Swimming against the tide: major UK wildlife project to help save rare fish

Tewkesbury school visit
Tewkesbury school visit
An ambitious scheme to re-open the River Severn and its major tributary for fish and wildlife has been awarded £10.8million by The National Lottery Heritage Fund

Unlocking the Severn will reconnect local communities with the lost natural, cultural and industrial heritage of this magical river. It will also help secure the long-term future of many of the UK’s declining and protected fish species, including the now threatened twaite and allis shad - a species favoured in the court of Henry III, once abundant and famed all across Europe for its taste and quality.

“We are pleased to be using National Lottery money to solve an enduring problem on the UK’s longest river.” 

Tom Tew, The Heritage Fund Trustee

The Heritage Fund Trustee, Tom Tew, said: “Unlocking the Severn will save a wonderful, but endangered, migratory fish and hugely benefit the River Severn’s wider environmental health. This project will decisively return over 200km of spawning habitat to the shad enabling them to run up the river in May, as they used to in Medieval times, in their tens of thousands. We know that people care deeply about the natural world around them. We are pleased to be using National Lottery money to solve an enduring problem on the UK’s longest river.”

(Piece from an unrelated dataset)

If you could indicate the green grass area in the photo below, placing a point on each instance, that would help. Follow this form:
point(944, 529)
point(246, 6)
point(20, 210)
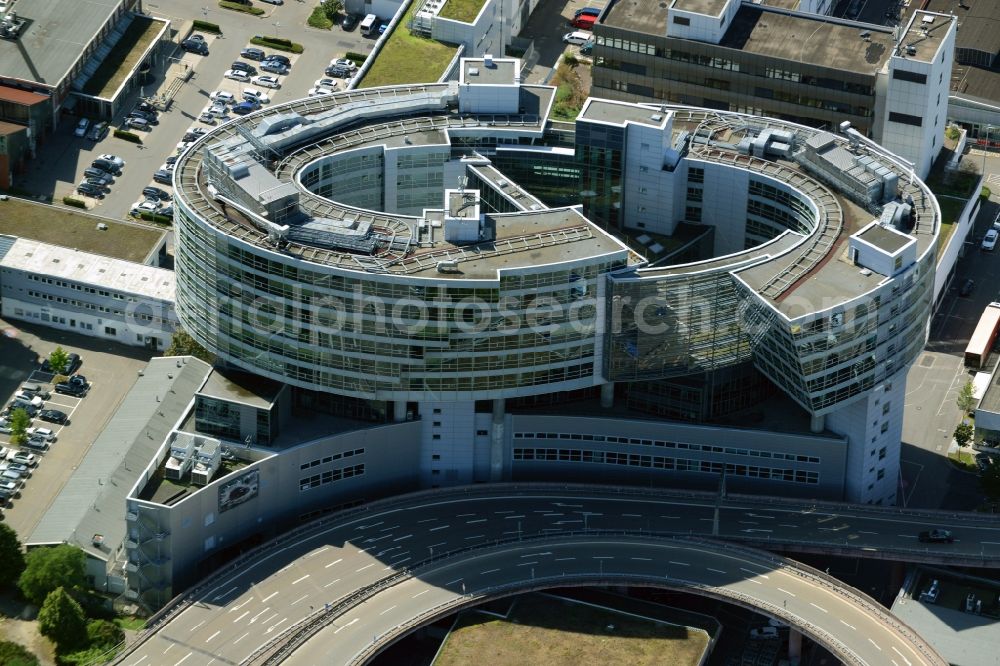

Shad release into the river
Shad release into the river. Credit: Jack Perks Wildlife Media

Largest project of its kind

The £19.4m project, the largest of its kind ever attempted in Europe, was developed as part of a three-year collaborative partnership between the Severn Rivers Trust, the Canal & River Trust, the Environment Agency and Natural England. It will re-open the UK’s longest river to all fish species, many of which became extinct in the upper reaches following the installation of weirs required to power the Industrial Revolution in the 1800s.

Spawning grounds

The work will substantially increase access to the critical spawning grounds fish require to complete their complex and fascinating lifecycles. It will also benefit other critically declining species such as salmon and the European eel – all species on which the communities along the banks of the River Severn were historically built.